I.
PENDAHULUAN
A. Latar Belakang
Salah satu
problem pokok yang dihadapi oleh kota besar, dan kota-kota lainnya tanpa
menutup kemungkinan terjadi di pedesaan, adalah kriminalitas di kalangan
remaja. Dalam berbagai acara liputan kriminal di televisi misalnya, hampir
setiap hari selalu ada berita mengenai tindak kriminalitas di kalangan remaja. Hal ini
cukup meresahkan, dan fenomena ini terus berkembang di masyarakat.
Tentu saja
tindakan kriminal yang dilakukan oleh remaja sangat bervariasi, mulai dari
tawuran antarsekolah, perkelahian dalam sekolah, pencurian, hingga pemerkosaan.

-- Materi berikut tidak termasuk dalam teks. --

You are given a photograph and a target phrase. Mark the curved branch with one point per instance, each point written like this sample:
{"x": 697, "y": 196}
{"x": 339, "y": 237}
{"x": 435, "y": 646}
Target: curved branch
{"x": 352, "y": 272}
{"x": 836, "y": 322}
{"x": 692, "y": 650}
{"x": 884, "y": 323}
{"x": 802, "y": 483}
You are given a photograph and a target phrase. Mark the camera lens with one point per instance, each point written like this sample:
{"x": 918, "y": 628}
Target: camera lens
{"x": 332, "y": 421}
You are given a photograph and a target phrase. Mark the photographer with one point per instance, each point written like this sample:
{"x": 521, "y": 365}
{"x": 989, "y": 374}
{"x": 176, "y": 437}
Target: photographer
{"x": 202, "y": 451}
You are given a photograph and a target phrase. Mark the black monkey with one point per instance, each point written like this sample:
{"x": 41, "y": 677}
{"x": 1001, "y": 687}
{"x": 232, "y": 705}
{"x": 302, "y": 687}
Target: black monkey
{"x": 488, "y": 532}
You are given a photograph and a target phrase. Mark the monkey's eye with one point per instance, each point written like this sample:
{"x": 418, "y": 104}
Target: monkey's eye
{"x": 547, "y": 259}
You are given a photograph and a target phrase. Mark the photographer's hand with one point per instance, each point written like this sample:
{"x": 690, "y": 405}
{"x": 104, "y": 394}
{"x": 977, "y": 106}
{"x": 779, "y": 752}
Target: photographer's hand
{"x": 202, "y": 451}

Tindak kriminalitas yang terjadi di kalangan remaja dianggap kian meresahkan
publik. Tindak kriminalitas di kalangan remaja sudah tidak lagi terkendali, dan
dalam beberapa aspek sudah terorganisir. Hal ini bahkan diperparah dengan tidak
mampunya institusi sekolah dan kepolisian untuk mengurangi angka kriminalitas
di kalangan remaja tersebut.
Sebelumnya akan saya paparkan contoh beberapa tindak
kriminal yang dilakukan oleh pelajar yang di muat di harian Kompas (2009-2011):
1.
Pencabulan yang dilakukan oleh
seorang yang masih berusia 18 tahun terhadap korbannya yang masih berusia
dibawah umur di Probolinngo Jawa Timur.
2.
Tawuran antar pelajar Sekolah
Menengah Pertama yang terjadi di Jakarta menelan korban jiwa karen para pelaar
membawa senjata tajam.
3.
Tiga pelajar Sekolah Menengah Atas
(SMA) di Kediri membobol gedung sekolah, saat di tangkap oleh polisi, ketiga
pelajar tersebut kedapatan telah mengambil beberapa handphone yang berada di gedung
sekolah tersebut.
4.
Di Serang, seorang pelajar Sekolah
Menengah Atas (SMA) mendalangi perampasan motor serta pencurian di tempat
parkir. Setelah diintrogasi oleh polisi, ternyata aksi tersebut sudah dilakukan
sebanyak sembilan kali.
Beberapa contoh diatas telah sedikit memberikan
gambaran kepada kita tentang fenomena yang terjadi di sekitar kita. Kita
sendiri mungkin masih menyangsikan bahwa perbuatan kriminalitas tersebut di
lakukan oleh kalangan pelajar. Karena sejatinya pelajar tugasnya hanyalah belajar
dan tetap berapa di lingkungan yang kondusif dan sehat, bukan lingkungan yang
buruk penuh dengan hal-hal yang mengarah kepada tindakan kriminalitas.
B . Maksud dan Tujuan
Maksud dan
tujuan penulisan makalah ini adalah :
1.
Memberikan informasi kepada pembaca
khususnya dan masyarakat luas umumnya tentang fenomena yang baru-baru ini
terjadi di sekitar kita.
2.
Memberikan gambaran kepada para
generasi muda (pelajar) tentang kriminalitas itu sendiri serta tentang akibat
yang ditimbulkan dari perbuatan tersebut.
3.
Melengkapi tugas BK
C. Ruang Lingkup
Adapun
penulisan makalah ini mencakup pengertian tindakan kriminal dan perbuatan yang
termasuk didalamnya, jenis-jenis penjahat (orang melakukan perbuatan kriminal),
faktor pendorong perbuatan kriminal, bahaya dari perbuatan kriminal, serta cara
agar tidak terjerumus dan melakukan perbuatan kriminal.
D .
Perumusan Masalah
1. Apa
pengertian tindakan kriminal?
2. Apa saja
perbuatan yang termasuk tindakan kriminal?
3. Bagaimana
pembagian kejahatan menurut jenis penjahat (orang melakukan tindakan kriminal)?
4. Apa
faktor pendorong tindakan kriminal?
5. Apa
akibat yang ditimbukan dari tindakan kriminal?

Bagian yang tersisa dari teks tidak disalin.